Dopo la micidiale sparatoria sulla costa occidentale, le persone vengono cacciate. La guardia uccisa ha difeso il suo collega

Sabato mattina le forze di sicurezza israeliane hanno continuato la ricerca di due militanti palestinesi che hanno ucciso a colpi di arma da fuoco una guardia di sicurezza israeliana in un insediamento in Cisgiordania.

La sparatoria vicino all’ingresso di Ariel venerdì sera è costata la vita a una guardia sui vent’anni.

I due aggressori, il cui attacco è stato ripreso dalle telecamere di sicurezza, sono fuggiti dalla scena.

Sabato mattina le forze di difesa israeliane hanno dichiarato che una guardia di sicurezza senza nome era stata uccisa mentre faceva la guardia al cancello mentre si avvicinava all’ingresso del complesso.

La seconda guardia non è rimasta ferita nell’attacco.

“È stato un attacco molto difficile, è stata una notte di operazioni”, ha detto Brig. Generale Avi Blot. “Raggiungeremo i terroristi. “Ci sono molte azioni che vengono eseguite sul posto, compresa l’intelligence”.

Sabato mattina presto, i media palestinesi hanno affermato che un’auto bruciata era stata trovata nella zona և potrebbe essere un’auto usata dai terroristi.

Le Brigate dei Martiri di Al-Aqsa, una coalizione di gruppi armati affiliati all’Autorità Palestinese al potere Fatah, hanno rivendicato l’attacco.

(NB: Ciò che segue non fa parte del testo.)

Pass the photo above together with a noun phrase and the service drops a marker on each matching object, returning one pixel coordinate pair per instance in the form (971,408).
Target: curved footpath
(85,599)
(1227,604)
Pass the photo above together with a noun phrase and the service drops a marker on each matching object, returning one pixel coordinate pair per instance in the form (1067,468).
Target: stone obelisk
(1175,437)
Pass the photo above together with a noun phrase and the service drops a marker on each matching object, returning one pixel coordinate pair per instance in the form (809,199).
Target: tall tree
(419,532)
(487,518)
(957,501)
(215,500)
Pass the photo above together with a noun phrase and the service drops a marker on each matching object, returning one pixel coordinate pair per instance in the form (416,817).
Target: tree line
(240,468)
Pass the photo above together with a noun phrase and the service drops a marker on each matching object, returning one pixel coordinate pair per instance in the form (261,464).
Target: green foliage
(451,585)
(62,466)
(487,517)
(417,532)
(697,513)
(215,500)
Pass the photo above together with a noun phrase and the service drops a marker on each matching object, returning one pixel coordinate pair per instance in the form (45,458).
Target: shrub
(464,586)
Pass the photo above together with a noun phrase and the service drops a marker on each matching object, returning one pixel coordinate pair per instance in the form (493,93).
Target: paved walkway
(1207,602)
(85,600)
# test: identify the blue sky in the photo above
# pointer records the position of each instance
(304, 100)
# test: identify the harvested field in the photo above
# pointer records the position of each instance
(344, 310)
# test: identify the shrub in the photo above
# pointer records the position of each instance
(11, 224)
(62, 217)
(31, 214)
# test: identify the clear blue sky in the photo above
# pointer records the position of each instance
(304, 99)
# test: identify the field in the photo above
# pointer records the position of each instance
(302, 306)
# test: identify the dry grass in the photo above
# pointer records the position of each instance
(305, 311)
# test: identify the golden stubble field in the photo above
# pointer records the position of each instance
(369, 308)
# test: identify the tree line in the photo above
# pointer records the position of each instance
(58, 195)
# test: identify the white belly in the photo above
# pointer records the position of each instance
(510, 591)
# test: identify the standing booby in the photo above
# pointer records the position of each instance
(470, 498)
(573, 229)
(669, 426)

“Ci assumiamo la responsabilità dell’atto eroico ad Ariel che ha portato alla morte di un ufficiale sionista. “Tutta questa attività è una risposta all’aggressione israeliana a Gerusalemme”, ha detto l’uomo mascherato in un video condiviso sui social media.

Il gruppo terroristico è anche dietro un attacco mortale a Bnei Brak il mese scorso”.

Il gruppo terroristico di Hamas ha elogiato la sparatoria, dicendo che è stato un “atto eroico”, una “risposta naturale all’occupazione, ai crimini dei suoi coloni”.

Personale di sicurezza israeliano sulla scena della sparatoria vicino all’ingresso di Ariel in Cisgiordania il 30 aprile 2022 (Flash90)

Le riprese della telecamera di sicurezza dalla scena dell’attacco ad Ariel hanno mostrato una Suzuki blu che si muoveva verso un posto di blocco dove una persona sul sedile del passeggero ha aperto il fuoco.

Poi l’uomo armato, l’autista, sono usciti entrambi e hanno continuato a sparare al posto di blocco durante la guida.

Il servizio di ambulanza di Magen David Adom ha riferito che i suoi medici hanno trovato l’uomo morto sul posto. La seconda guardia di sicurezza era apparentemente protetta dalla vittima ed era illesa.

Apparentemente i tiratori hanno usato fucili mitragliatori Carlo fatti in casa.

È stato ordinato di bloccare altri insediamenti nell’area di Ariel հրաման per timore che uomini armati possano attaccare di nuovo.

Le forze di sicurezza hanno chiuso le strade mentre un gran numero di poliziotti e soldati ha iniziato una massiccia caccia agli uomini armati. Le forze di difesa israeliane hanno affermato che le forze speciali erano coinvolte nella ricerca.

Ieri sera, i palestinesi hanno riferito che una persona era stata uccisa dal fuoco israeliano nel villaggio di Azzun, in Cisgiordania, vicino a Chalkilia.

Secondo i media, sarebbe stato ucciso durante gli scontri nella zona.

Ulteriori dettagli non sono immediatamente noti.

Gli attacchi e gli scontri sono arrivati ​​quando le tensioni israelo-palestinesi sono aumentate drasticamente nelle ultime settimane a causa dei ripetuti attacchi terroristici nelle città israeliane che hanno ucciso 14 persone.

L’escalation ha avuto luogo durante il mese sacro musulmano del Ramadan, che è spesso un periodo di alta tensione in Israele in Cisgiordania.

L’esercito ha intensificato le sue operazioni in Cisgiordania, cercando di sedare la violenza. I successivi raid hanno scatenato scontri, uccidendo almeno 25 palestinesi, molti dei quali hanno preso parte agli scontri, mentre altri erano apparentemente civili non coinvolti.

Emmanuel Fabian ha contribuito a questo rapporto.